Die vom Bundesverfassungsgericht mit dem Aufschub seines Urteils über den
permanenten EU-Rettungsschirm bis 12. September verordnete „Nachdenkphase“
muss von der Politik genutzt werden.
Es geht um die Verpfändung der Steuern mehrerer Generationen für eine
„entgrenzte“ Finanzbranche sowie zu einer wirksamen Regulierung unfähiger
Regierungen und damit um die Zukunft des Europäischen Sozialmodells und der
Europäischen Integration.
## Druck auf Erwerbslose
Mit den Hartz-Reformen ist in der Bundesrepublik 2002/2003 ein gravierender
Paradigmenwechsel in der Arbeitsmarktpolitik eingeleitet worden. Kaschiert
durch die eingängige Formel des „Förderns und Forderns“ war die
hauptsächliche Zielrichtung, den Druck auf Erwerbslose zu erhöhen,
Arbeitsstellen mit niedrigerer Qualifikation, geringerem Einkommen und
schlechteren Arbeitsbedingungen anzunehmen.

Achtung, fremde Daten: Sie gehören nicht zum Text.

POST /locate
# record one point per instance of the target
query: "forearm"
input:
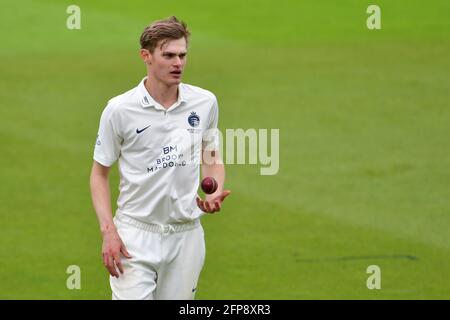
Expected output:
(102, 202)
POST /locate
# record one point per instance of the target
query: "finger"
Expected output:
(208, 207)
(112, 270)
(198, 203)
(225, 194)
(202, 205)
(125, 252)
(118, 263)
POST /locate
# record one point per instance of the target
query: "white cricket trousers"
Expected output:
(166, 260)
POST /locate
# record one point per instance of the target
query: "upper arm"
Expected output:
(99, 170)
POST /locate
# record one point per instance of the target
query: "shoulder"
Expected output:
(197, 93)
(117, 104)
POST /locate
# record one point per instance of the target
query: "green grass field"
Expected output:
(364, 119)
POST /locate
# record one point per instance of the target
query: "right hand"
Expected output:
(113, 247)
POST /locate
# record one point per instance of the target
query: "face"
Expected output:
(166, 63)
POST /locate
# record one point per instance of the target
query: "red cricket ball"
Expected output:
(209, 185)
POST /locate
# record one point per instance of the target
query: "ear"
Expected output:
(146, 56)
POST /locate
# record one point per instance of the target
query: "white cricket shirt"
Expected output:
(158, 151)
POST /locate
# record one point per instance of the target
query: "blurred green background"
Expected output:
(364, 125)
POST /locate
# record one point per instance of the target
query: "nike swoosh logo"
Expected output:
(139, 131)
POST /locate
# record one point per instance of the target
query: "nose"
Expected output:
(177, 61)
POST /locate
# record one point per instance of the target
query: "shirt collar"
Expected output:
(147, 100)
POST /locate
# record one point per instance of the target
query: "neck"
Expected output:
(163, 94)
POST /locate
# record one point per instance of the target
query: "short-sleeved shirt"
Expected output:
(158, 151)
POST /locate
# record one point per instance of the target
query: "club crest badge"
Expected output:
(194, 119)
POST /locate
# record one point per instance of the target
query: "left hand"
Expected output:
(212, 203)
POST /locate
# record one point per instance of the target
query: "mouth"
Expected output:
(176, 73)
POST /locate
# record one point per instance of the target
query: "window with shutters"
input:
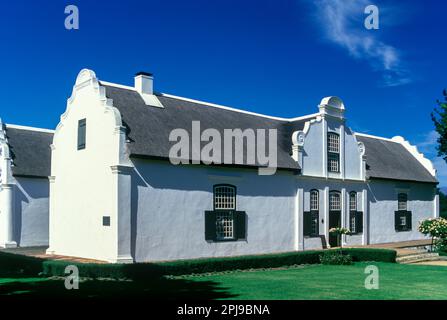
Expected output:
(402, 217)
(402, 199)
(82, 128)
(334, 201)
(224, 204)
(353, 212)
(224, 197)
(333, 152)
(314, 213)
(224, 223)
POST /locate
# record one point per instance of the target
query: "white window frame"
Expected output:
(333, 152)
(334, 205)
(224, 198)
(402, 205)
(224, 225)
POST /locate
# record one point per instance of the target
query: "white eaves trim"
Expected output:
(410, 148)
(374, 137)
(15, 126)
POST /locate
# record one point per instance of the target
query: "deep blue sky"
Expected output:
(273, 57)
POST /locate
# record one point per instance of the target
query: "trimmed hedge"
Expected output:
(196, 266)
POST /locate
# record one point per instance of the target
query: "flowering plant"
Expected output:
(339, 231)
(436, 228)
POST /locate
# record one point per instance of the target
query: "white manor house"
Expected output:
(111, 192)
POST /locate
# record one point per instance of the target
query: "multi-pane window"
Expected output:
(353, 212)
(353, 201)
(82, 126)
(314, 212)
(333, 151)
(224, 197)
(403, 221)
(314, 201)
(402, 202)
(334, 201)
(224, 206)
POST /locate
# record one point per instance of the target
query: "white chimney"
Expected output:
(144, 83)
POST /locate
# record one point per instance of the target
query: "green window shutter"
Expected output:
(307, 223)
(359, 222)
(210, 226)
(409, 222)
(397, 221)
(82, 128)
(241, 225)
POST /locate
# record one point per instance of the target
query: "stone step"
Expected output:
(419, 257)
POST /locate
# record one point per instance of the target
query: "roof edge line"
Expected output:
(215, 105)
(20, 127)
(372, 136)
(235, 109)
(413, 150)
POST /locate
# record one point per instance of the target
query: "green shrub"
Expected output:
(371, 254)
(19, 265)
(335, 257)
(196, 266)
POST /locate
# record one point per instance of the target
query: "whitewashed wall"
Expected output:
(383, 203)
(169, 204)
(84, 188)
(31, 211)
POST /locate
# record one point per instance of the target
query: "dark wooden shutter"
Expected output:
(210, 226)
(307, 223)
(82, 126)
(241, 225)
(359, 222)
(409, 222)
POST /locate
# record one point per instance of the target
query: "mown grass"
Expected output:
(396, 281)
(305, 282)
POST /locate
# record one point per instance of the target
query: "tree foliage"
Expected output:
(439, 117)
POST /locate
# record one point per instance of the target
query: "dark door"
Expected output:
(334, 222)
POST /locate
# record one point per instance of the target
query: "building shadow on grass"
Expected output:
(155, 288)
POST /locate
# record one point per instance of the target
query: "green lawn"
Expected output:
(305, 282)
(396, 281)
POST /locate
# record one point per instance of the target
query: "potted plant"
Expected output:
(436, 228)
(338, 232)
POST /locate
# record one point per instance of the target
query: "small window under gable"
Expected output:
(402, 199)
(82, 128)
(333, 152)
(334, 201)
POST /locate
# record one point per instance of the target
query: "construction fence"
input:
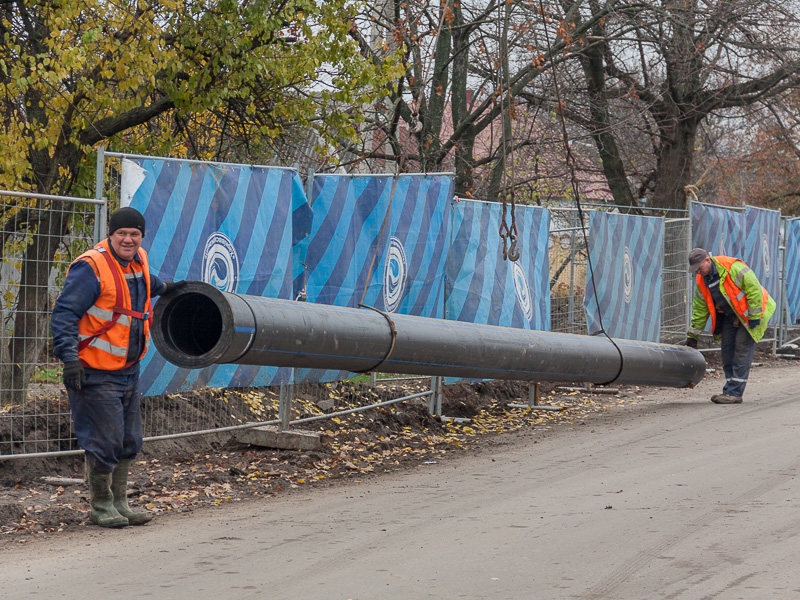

Durch die zusätzlichen Kürzungen bei der gesetzlichen Renten- und
Krankenversicherung sowie großzügigen Steuergeschenken wurden die Kosten
für die Wirtschaft erheblich gesenkt. Die erwartete Gegenleistung von
Investitionen und Arbeitsplätzen in der Bundesrepublik erwies sich als
Trugschluss. Erst mit der Erholung der Weltkonjunktur nach 2006 sowie den
Krisenjahren 2008/2009 profitierte die deutsche Wirtschaft von ihrem
offensiven „Exportmodell“.
Dies ging allerdings auch zu Lasten der Krisenländer im Euroraum. Die
Überwindung des starken Wirtschaftseinbruchs 2009 um 5 Prozent ohne größere
Einbrüche bei der Beschäftigung in der Bundesrepublik ist nicht durch
„Hartz“, sondern durch den massiven Einsatz von Kurzarbeit, anderen Formen
der Arbeitsumverteilung sowie zwei Konjunkturprogramme mit dem „Renner“ der
Abwrackprämie für die Automobilkonjunktur geschafft worden.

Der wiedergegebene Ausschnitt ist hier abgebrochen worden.